Special Populations and Conditions

Hepatic Impairment

The pharmacokinetics of pamidronate were studied in male cancer patients at risk for bone metastases with normal hepatic function (n = 6) and mild to moderate hepatic dysfunction (n = 9). Each patient received a single 90 mg dose of pamidronate disodium infused over 4 hours. Although there was a statistically significant difference in the pharmacokinetics between patients with normal and impaired hepatic function, the difference was not considered clinically relevant. Patients with hepatic impairment exhibited higher mean AUC (39.7%) and Cmax (28.6%) values. Nevertheless, pamidronate was still rapidly cleared from the plasma. Drug levels were not detectable in patients by 12 – 36 hours after drug infusion. Because pamidronate disodium is administered on a monthly basis, drug accumulation is not expected. No changes in pamidronate disodium dosing regimen are recommended for patients with mild to moderate abnormal hepatic function (see DOSAGE AND ADMINISTRATION).

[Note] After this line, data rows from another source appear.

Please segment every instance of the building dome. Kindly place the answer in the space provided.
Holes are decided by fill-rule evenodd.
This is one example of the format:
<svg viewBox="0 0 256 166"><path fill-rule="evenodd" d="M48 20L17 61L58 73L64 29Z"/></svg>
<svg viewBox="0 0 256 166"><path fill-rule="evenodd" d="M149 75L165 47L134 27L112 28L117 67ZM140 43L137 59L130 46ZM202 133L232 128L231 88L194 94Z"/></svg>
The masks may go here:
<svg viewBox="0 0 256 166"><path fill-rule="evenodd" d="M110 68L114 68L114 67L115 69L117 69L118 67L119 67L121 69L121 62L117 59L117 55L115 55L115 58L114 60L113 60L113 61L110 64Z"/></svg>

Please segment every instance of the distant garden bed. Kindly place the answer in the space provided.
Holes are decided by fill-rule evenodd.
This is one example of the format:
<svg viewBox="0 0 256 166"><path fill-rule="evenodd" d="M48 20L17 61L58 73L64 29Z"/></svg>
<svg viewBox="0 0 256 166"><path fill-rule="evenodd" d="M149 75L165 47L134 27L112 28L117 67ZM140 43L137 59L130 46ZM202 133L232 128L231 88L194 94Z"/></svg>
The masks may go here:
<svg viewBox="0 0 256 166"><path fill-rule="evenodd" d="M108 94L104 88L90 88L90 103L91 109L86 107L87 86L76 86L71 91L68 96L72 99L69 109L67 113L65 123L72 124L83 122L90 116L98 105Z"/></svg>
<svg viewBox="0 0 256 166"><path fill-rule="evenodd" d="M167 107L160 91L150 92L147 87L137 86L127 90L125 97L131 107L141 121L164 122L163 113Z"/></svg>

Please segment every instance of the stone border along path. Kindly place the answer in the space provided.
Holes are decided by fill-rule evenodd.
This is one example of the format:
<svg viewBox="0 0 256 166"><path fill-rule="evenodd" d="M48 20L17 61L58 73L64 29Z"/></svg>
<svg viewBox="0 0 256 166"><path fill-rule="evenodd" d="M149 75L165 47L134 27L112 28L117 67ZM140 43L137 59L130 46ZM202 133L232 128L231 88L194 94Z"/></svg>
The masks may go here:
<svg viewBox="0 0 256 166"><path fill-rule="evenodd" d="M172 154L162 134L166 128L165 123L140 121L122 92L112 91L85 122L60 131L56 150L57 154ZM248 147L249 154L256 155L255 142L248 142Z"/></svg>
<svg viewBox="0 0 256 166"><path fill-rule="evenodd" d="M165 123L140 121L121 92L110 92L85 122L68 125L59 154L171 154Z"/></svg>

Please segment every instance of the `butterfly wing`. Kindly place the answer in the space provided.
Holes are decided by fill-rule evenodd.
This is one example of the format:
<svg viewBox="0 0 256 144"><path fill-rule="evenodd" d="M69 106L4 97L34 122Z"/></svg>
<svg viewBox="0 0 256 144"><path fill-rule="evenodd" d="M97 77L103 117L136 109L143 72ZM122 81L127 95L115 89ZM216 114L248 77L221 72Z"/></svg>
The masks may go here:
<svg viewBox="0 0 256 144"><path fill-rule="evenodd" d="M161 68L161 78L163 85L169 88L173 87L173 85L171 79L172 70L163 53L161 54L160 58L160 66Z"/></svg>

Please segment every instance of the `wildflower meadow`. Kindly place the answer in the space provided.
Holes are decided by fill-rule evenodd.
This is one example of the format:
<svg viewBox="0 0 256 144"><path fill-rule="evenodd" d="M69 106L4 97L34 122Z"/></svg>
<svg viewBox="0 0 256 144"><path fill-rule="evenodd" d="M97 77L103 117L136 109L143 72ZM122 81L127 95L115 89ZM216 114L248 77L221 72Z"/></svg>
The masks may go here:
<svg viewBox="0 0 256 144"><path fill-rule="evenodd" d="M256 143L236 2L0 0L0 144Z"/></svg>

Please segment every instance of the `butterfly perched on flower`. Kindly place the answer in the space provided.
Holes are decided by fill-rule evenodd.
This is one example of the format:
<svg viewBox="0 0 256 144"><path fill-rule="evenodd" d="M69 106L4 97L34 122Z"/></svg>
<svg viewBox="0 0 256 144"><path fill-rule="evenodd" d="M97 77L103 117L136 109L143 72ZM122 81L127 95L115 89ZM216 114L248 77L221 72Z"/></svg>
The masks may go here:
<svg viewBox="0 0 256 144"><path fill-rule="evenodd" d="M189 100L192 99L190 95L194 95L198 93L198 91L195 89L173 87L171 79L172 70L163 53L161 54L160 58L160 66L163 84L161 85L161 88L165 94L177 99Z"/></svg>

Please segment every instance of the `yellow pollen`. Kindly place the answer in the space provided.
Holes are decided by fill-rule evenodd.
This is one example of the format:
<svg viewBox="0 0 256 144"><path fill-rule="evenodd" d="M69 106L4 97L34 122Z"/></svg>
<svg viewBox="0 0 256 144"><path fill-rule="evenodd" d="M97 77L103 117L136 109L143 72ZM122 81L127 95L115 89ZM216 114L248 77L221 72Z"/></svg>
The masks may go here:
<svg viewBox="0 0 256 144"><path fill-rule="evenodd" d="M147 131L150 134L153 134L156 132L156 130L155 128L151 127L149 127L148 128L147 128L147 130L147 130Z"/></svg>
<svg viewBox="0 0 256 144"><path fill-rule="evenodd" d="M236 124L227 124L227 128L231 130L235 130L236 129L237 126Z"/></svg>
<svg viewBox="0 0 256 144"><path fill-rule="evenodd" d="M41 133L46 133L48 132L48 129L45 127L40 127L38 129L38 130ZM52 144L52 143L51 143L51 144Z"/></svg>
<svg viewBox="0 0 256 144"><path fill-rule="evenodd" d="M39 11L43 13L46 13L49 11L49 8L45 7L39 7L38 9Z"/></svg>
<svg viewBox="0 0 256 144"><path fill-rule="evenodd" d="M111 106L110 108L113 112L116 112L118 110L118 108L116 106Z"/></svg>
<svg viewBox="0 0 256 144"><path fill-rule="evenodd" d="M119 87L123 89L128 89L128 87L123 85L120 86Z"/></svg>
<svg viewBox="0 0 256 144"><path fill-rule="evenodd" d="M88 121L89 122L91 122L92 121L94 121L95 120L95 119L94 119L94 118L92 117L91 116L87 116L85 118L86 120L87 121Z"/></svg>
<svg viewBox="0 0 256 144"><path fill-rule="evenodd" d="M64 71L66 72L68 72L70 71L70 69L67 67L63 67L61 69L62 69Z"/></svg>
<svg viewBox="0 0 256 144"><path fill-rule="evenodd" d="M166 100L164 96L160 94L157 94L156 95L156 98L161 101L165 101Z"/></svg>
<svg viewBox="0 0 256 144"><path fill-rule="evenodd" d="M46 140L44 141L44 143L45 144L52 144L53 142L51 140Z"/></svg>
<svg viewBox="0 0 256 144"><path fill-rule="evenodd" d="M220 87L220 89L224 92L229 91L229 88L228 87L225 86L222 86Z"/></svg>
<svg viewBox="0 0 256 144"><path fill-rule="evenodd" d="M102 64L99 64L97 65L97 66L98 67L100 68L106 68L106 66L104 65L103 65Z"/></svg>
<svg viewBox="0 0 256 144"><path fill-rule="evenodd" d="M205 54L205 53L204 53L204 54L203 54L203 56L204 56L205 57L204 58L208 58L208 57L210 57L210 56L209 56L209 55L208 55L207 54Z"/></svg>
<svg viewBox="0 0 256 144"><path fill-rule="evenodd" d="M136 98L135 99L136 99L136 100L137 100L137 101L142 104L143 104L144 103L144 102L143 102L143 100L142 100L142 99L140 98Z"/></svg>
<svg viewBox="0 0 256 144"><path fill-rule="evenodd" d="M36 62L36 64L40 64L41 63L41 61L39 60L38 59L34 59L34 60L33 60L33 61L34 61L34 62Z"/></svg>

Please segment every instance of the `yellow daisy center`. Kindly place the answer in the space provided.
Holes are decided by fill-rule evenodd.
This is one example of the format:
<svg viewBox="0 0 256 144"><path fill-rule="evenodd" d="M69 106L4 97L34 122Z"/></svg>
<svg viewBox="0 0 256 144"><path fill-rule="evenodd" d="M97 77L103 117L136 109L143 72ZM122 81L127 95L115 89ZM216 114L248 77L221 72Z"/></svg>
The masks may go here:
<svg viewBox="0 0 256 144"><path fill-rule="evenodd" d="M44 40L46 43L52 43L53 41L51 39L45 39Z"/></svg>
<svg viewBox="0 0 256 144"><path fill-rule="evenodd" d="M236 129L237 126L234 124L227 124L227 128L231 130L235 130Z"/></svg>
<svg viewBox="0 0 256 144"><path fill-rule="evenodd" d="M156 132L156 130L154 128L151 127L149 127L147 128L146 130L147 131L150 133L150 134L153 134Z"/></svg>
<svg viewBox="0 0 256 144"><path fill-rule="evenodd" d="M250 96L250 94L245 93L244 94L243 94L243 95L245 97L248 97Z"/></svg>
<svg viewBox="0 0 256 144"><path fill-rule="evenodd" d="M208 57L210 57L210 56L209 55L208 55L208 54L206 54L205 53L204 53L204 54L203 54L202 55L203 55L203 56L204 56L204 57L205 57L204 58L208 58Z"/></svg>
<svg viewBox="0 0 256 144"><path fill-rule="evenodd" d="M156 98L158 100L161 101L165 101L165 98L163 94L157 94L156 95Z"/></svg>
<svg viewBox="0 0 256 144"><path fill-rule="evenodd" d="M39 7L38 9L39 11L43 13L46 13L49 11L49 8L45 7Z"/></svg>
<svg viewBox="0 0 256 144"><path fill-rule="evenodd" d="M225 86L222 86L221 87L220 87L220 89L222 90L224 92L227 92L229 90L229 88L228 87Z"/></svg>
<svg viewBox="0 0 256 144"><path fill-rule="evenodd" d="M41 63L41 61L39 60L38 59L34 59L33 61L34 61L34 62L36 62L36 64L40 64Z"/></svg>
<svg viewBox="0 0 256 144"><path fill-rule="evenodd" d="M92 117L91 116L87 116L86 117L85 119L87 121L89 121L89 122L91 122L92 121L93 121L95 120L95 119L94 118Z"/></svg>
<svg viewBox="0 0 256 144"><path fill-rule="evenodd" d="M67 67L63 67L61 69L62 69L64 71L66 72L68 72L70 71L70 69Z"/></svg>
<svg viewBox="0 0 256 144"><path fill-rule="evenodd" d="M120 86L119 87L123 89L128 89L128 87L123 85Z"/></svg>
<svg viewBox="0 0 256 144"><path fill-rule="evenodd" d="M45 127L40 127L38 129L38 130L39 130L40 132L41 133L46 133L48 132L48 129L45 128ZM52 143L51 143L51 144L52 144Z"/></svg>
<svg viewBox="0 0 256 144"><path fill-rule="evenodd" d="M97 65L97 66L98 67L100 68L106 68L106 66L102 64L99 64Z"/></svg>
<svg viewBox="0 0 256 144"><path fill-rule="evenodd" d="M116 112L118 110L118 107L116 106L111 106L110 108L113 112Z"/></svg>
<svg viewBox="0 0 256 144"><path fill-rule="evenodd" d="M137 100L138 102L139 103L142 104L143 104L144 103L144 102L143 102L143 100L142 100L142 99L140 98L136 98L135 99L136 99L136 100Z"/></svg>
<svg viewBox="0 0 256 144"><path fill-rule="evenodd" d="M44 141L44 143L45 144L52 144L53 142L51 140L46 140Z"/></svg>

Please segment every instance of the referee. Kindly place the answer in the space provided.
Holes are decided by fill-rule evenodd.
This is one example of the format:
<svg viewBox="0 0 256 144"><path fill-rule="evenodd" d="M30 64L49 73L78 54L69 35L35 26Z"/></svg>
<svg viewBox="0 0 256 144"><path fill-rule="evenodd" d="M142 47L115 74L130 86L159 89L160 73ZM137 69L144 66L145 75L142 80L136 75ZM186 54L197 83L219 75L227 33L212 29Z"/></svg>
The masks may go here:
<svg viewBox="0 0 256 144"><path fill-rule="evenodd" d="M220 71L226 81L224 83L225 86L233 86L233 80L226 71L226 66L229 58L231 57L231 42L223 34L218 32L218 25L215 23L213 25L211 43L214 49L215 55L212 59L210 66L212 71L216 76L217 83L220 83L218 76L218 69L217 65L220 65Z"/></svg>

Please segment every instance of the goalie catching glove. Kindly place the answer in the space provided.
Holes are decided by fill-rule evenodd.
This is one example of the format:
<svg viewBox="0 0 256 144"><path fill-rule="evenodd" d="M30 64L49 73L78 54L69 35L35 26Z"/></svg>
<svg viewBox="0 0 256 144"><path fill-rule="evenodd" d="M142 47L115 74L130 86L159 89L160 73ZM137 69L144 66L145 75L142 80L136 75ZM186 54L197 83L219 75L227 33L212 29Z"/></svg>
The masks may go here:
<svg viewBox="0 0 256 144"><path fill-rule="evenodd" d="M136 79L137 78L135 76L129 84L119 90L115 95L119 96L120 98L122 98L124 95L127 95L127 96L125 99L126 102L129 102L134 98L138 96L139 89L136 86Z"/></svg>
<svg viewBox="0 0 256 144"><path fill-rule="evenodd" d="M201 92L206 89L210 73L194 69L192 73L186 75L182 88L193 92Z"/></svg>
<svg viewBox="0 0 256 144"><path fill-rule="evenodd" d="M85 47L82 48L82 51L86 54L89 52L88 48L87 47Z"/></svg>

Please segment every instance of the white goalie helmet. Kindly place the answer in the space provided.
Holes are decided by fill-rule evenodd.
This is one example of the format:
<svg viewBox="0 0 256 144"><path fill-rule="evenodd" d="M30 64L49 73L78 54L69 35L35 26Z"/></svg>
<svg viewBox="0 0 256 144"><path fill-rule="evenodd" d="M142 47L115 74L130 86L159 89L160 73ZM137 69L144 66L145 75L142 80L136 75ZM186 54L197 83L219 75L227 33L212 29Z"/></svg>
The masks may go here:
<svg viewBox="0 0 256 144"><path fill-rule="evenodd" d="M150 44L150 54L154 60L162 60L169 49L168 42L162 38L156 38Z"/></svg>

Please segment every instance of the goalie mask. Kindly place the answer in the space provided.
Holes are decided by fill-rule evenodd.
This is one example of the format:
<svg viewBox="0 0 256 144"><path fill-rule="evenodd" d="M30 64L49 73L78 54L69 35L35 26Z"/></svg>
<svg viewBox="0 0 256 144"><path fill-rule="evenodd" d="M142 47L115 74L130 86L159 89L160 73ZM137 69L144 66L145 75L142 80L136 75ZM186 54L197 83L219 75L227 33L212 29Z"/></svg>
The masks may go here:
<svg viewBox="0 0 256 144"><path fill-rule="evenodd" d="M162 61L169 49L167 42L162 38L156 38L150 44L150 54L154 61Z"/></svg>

Hepatic and metabolic clearance of pamidronate disodium are insignificant. Pamidronate disodium thus displays little potential for drug interactions at either the metabolic or protein binding level.

Renal Impairment

A pharmacokinetic study conducted in patients with cancer showed no differences in plasma AUC of pamidronate between patients with normal renal function and patients with mild to moderate renal impairment. In patients with severe renal impairment (creatinine clearance < 30 mL/min), the AUC of pamidronate was approximately 3 times higher than in patients with normal renal function (creatinine clearance > 90 mL/min) (see DOSAGE AND ADMINISTRATION).

Storage and Stability

Protect vials from heat. Store at room temperature (15 °C – 30 °C).

Pamidronate Disodium for Injection must be kept out of reach and sight of children and pets.

Dosage Forms, Composition and Packaging

Composition

Pamidronate Disodium for Injection 3 mg/mL

Each vial contains 3 mg/mL Pamidronate disodium (formed from 2.53 mg pamidronic acid and 0.86 mg sodium hydroxide); Mannitol, USP, 47 mg/mL; Water for Injection, USP; and for pH adjustment Phosphoric Acid, NF.

Pamidronate Disodium for Injection 6 mg/mL

Each vial contains 6 mg/mL Pamidronate disodium (formed from 5.05 mg pamidronic acid and 1.72 mg sodium hydroxide); Mannitol, USP, 40 mg/mL; Water for Injection, USP; and for pH adjustment Phosphoric Acid, NF.

Pamidronate Disodium for Injection 9 mg/mL

Each vial contains 9 mg/mL Pamidronate disodium (formed from 7.58 mg pamidronic acid and 2.58 mg sodium hydroxide); Mannitol, USP, 37.50 mg/mL; Water for Injection, USP; and for pH adjustment Phosphoric Acid, NF.

Availability of Dosage Form

Pamidronate Disodium for Injection 3 mg/mL

Product Code 452000: 10 mL plastic single-dose vials packaged individually

Pamidronate Disodium for Injection 6 mg/mL

Product Code 452005: 10 mL plastic single-dose vials packaged individually

Pamidronate Disodium for Injection 9 mg/mL

Product Code 452010: 10 mL plastic single-dose vials packaged individually Discard the unused portion.

Vial stoppers do not contain natural rubber latex.